A week ago, I was lucky enough to attend one of only three performances of The Wind-Up Bird Chronicle as part of the Singapore Arts Festival, directed by Stephen Earnhart, who co-wrote the play with Greg Pierce. Adapted from Haruki Murakami’s masterful book of the same name, the play did something I could not have imagined possible: distill a complex 600-page novel into a tight two-hour stage play, and retain all the wonderful surreal weirdness that initially made me such an instant Murakami fan (and which helped to inspire a recent tongue-in-cheek Bingo game at the New York Times).
It’s been several years now since I’ve read the book, and this was likely for the best; I didn’t have the plot and characters firmly established in my head anymore, and so I was free to go into the performance without any preconceived notions. Once things began, plot points once again resurfaced in my mind, and so moments of recognition peppered my experience, but filtered as they were through the mise-en-scène of the dramatic performance, they felt newly reimagined, as if encountered for the first time.
It’s difficult to describe the performance to someone who wasn’t there, mostly because of the innovative visual elements. This trailer for the play should give you some idea:
The use of both opaque and translucent projections screens, many of which moved on rollers across the stage (as well as, at one point, image projection onto a fish tank, which was really cool), allowed a multiplicity of locations without the cumbersome aspect of a set change. The photo at the top of this entry (credit: Lloyd Smith) is a good example of this technique, where Toru Okada (played by James Yaegashi) and May Kasahara (played by Kristin Villanueva) are having a conversation at the abandoned dried-up well that Toru later uses as a sanctuary for quiet and solitude; a circle of light, representing the entrance to the well, is shone on the stage between them, and the image projected onto the back wall is their view of the well’s interior, descending into blackness (although I’m not quite sure why they’re both looking upward in this photo).

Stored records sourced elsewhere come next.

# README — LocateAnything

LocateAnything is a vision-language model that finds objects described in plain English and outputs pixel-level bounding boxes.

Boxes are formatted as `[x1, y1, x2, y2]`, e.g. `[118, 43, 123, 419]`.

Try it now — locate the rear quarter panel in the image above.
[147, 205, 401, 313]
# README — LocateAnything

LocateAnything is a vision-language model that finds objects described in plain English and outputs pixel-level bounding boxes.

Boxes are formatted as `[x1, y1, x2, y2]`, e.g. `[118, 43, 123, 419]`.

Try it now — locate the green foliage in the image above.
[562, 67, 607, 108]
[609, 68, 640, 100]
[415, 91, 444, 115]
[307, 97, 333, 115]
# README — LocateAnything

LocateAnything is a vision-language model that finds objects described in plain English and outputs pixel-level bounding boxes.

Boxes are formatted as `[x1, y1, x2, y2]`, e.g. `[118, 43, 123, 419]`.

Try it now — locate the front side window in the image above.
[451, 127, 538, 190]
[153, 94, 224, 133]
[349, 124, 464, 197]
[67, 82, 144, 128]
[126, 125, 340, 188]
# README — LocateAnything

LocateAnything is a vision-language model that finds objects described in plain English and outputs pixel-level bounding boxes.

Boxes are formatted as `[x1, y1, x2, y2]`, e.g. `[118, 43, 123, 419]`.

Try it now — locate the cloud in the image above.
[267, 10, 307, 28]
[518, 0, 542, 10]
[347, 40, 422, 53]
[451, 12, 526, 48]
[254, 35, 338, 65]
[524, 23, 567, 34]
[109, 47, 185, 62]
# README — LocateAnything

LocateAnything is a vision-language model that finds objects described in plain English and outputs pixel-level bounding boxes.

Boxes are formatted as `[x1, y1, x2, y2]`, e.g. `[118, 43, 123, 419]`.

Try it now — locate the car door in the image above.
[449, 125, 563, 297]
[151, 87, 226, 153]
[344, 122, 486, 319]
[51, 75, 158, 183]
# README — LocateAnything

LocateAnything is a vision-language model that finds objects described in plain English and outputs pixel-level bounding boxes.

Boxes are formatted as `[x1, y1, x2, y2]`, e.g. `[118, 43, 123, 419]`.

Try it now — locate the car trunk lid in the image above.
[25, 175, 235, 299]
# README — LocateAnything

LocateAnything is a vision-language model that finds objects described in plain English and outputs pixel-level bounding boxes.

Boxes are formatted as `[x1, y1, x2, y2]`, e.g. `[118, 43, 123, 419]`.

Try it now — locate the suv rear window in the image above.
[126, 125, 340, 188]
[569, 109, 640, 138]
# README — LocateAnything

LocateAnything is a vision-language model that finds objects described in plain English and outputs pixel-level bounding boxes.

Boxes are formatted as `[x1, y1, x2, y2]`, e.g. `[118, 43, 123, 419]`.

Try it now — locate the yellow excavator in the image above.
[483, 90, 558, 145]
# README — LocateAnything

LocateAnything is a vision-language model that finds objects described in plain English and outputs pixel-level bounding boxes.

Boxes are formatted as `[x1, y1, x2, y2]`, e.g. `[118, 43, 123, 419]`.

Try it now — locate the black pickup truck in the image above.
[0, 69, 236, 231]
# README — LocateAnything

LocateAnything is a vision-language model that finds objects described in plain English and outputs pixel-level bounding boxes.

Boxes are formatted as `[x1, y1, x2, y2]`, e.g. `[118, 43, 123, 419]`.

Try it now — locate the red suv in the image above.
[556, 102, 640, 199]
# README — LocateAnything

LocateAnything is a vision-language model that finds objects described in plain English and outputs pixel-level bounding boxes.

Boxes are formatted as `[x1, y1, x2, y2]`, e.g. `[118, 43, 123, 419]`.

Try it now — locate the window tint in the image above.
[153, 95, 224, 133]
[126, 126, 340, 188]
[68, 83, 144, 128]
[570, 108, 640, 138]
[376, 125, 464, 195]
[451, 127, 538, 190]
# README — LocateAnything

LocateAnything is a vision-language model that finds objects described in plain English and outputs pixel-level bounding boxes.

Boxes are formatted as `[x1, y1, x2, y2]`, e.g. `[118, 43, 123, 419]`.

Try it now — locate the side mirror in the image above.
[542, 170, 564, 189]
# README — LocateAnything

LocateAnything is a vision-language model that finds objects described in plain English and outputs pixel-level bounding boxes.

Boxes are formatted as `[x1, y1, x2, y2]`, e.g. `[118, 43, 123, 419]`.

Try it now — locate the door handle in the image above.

Another cool technique was the use of minimalist bunraku-style puppetry, often as a stand-in for Toru’s actions in the real world, or his experiences in the dream world. The large articulated puppet was often manipulated by two or more puppeteers, who at other points in the play may have shown up as Dream Police. The photo below (also taken by Lloyd Smith) shows Toru falling asleep and entering the dream world, with the puppet rising from his prone form, then turning to look down on him, and then drift away into the dream. From where I was sitting, it wasn’t always clear what the puppet was doing, but when it was, the technique was incredibly effective.
The last thing I’ll mention is the utilization of both recorded and live music throughout the play. Before even starting, the live musician, Bora Yoon, emerged from backstage, slowly made her way to the pit, and set the aural tone of the show through water effects and Tibetan singing bowls. Throughout, her use of synthesized sounds and real instruments created the eerie and often tense soundtrack of Toru’s descent into the sometimes frightening dreamscape of his suddenly disappeared wife Kumiko (played by Ai Kiyono) and her controlling politician brother Noboru Wataya (played by James Saito). At times ambient and at others driving, the constant undercurrent of music intensified the cinematic quality of the play.
It was an amazing, fantastic (in both senses of the word) experience, and I’m so glad I was able to go, and to share it with my friend and former colleague Krison Tan. It revolutionized my idea of what could be done in a live dramatic performance, and best of all, it made me want to read the novel again.
(Another much more coherent review of the play, at its premiere during the Edinburgh International Festival last August, can be found at Variety.)